Planning key to successful silage season

Apr 30, 2021

For Andrew Eastabrook, Farm Manager at Home Farm, Hartpury University and College, high quality forage is worth its weight in gold and substitutes a significant amount of purchased concentrate feed. He explains his goals for this year and the careful planning process that underpins his silaging system. 

Having been very pleased with the quality of 2020 silage, the main priority for this year is simply increasing the quantity we have available to feed. Due to wet ground conditions and very slow grass growth delaying turnout, we haven’t got any silage stocks to carry forward. On top of this, we have also expanded the herd with the addition of 50 Guernsey cows.


To allow us to continue achieving high levels of milk from forage – which currently sits around 4,000 litres/cow/year – producing a higher volume of silage while maintaining quality is therefore the current focus.

Early planning is key

Planning which fields are put-up for silage happens well in advance and we need to ensure we have a sufficient acreage to produce enough quality forage for our entire herd throughout the housed period, plus a little bit beyond as a contingency. We aim to include an even and consistent area of newly seeded leys, second year leys, and older silage fields, to balance silage quantity and quality.

Sheep are taken off the silage ground as early as possible, by mid-March at the latest – this is achievable with our February lambing ewes. However, if the grazing ground isn’t sufficient for the flock to move onto at this point in time, we will sacrifice one or two silage leys from the first cut. These fields would then be cut alongside second-cut.

Timing of fertiliser application is crucial to our system and nitrogen is applied as soon as ground conditions permit, according to the estimated number of days until harvest. Broadly speaking, we work on the basis of 2.5kg N/ha/day being used, although consideration is given to soil nitrogen supply and other organic manures.

Pre-cut testing

We follow Lallemand’s Opticut system, which takes a planned approach to maximising the quality and quantity of grass silage throughout the growing season to fit our specific feeding scenario and amount of forage required. Regular pre-cut testing is a crucial part of this approach. We begin pre-cut testing four weeks in advance of the anticipated first-cut and this allows us to understand how the crop is growing and developing, and to plan ahead for optimal cutting time.

Early pre-cut tests – taken mid to late March – don’t show an awful lot due to conditions having been cold and exceptionally wet, and sward growth subsequently very slow. We will test again in early April and continue to monitor grass quality closely.

Meanwhile, every member of the silage making team will be on standby, to ensure as soon as the results show the grass is ready and the weather is right, cutting can commence.

Pre-cut Grass testing results

Using an inoculant


The use of an inoculant is an integral part of the ensiling process to help minimise nutrient losses and guard against extremes of weather.

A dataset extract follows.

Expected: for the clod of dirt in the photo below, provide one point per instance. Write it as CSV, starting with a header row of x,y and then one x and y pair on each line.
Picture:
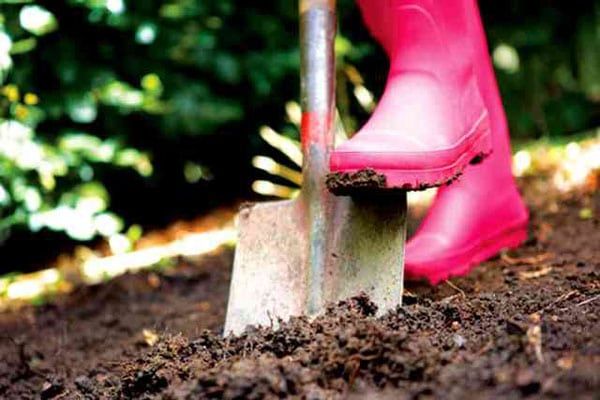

It’s been a challenging growing season so far this year and due to the variability of our crops between fields and across our farms, I feel that we cannot afford to make silage without an inoculant.

We will once again be using an inoculant from the Magniva range, which we have found to be extremely high quality and very cost-effective. The Magniva range is widely endorsed across the industry and has proven scientific backing which we really value.

Far from just supplying an inoculant, Lallemand Animal Nutrition has become an integral member of our silage making team and help us with all stages of the silage making process to ensure we reach of our goals.

This includes everything from advice in the lead-up to mowing each cut and analysing the pre-cut grass samples, to variety selection when planting new silage leys and managing silage stocks within the clamp. We have been working with Lallemand Animal Nutrition for over five years and they really have been instrumental in our drive to increase milk from forage.